Civilization II is a good game. It is, indeed, so good that one chap played a single game of Civilization II for 10 years. In 2012, he posted to reddit.com/r/gaming about this 10 year game. The in-game-year at the time of posting was 3991 AD:
The world is a hellish nightmare of suffering and devastation.
There are 3 remaining super nations in the year 3991 A.D, each competing for the scant resources left on the planet after dozens of nuclear wars have rendered vast swaths of the world uninhabitable wastelands.
This was enough of a story to get picked up by CNN. Sid Meier commented on it:
There’s no way we could have tested for this, so it was a surprise to us. I can’t say that we ever thought anyone would play a game of ‘Civ’ for that long. It’s exciting that a fan of the series would dedicate 10 years to playing one continuous game. We should probably send him a copy of ‘Civ V’ and ‘Civ V: Gods & Kings.’ Maybe in 10 years, he can create a similar scenario. We applaud you for playing what’s sure to be the longest-running game of ‘Civ’ ever.

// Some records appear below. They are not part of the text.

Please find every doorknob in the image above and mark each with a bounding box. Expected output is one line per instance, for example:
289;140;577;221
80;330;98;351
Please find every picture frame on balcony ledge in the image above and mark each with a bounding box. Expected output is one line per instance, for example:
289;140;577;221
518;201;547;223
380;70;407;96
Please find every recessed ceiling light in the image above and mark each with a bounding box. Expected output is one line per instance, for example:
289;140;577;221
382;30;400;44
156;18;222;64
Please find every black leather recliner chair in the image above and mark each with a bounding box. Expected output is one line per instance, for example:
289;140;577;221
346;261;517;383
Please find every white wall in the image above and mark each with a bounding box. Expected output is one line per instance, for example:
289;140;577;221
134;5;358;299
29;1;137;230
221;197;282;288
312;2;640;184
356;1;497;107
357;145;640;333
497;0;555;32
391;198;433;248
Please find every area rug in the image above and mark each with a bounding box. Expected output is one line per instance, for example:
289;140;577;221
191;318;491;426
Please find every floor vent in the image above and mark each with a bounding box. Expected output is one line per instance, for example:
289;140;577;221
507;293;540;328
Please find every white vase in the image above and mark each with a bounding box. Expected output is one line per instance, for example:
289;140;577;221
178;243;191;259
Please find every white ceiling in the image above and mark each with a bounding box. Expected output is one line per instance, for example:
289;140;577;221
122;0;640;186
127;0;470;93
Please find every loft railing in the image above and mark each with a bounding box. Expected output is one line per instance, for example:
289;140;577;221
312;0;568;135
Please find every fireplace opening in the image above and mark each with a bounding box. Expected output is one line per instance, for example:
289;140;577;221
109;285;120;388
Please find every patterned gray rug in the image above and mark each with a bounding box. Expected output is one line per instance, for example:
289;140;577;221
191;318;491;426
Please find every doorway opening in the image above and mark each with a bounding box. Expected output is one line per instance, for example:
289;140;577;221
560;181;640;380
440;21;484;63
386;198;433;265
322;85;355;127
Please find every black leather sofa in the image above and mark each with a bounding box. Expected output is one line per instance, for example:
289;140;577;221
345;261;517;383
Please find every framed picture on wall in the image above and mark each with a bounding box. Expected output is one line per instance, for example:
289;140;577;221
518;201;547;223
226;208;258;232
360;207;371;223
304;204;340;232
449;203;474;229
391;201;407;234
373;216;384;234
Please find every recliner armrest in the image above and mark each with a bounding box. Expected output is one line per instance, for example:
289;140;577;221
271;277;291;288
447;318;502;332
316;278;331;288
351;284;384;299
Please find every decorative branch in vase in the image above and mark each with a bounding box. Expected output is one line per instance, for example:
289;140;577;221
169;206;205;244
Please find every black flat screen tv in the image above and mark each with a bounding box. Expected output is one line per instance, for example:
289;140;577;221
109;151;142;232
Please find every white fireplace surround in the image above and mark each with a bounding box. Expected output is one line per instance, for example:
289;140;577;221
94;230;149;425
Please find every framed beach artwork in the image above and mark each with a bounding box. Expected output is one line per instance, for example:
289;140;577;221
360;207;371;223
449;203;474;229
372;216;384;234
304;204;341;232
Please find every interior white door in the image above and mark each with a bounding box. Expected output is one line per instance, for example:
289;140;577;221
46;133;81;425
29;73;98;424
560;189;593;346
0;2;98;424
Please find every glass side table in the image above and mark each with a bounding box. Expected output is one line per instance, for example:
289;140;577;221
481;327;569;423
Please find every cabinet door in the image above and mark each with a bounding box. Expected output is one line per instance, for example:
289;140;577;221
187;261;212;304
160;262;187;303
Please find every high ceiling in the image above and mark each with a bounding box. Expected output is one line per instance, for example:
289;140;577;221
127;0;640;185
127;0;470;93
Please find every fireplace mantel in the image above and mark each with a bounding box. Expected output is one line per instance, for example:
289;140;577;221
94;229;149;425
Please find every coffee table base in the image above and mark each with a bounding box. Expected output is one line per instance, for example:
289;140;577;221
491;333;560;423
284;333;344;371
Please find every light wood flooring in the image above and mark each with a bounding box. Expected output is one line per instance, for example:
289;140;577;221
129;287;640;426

Naturally, this one game spawned another subreddit.
The year is 3991. The war along the borders of Celtania, New Vikingland and America has been raging for 1700 years, and now we find ourselves at a stalemate. The world, ravaged by over 20 nuclear winters, is as good as dead. We can't feed our people, we can't farm our land, we can't afford to do anything but strengthen our military. Supreme Commander Lycerius has lead us for as long as anyone can remember, but his time is past, and a new ruler is needed to try to end this [expletive deleted] fight. Time to step up...
Getting Civilization II installed took some time:
I spent almost as much time with Civilization II as I did with SimCity and Civilization. I imagine many people did. Gaming at this time was a unique experience. People were doing things that had not been done before because these things had not been possible before, and thus had not been thought of before. It’s amazing to see these now and realize both how far we have come and how much of this DNA is in more modern titles.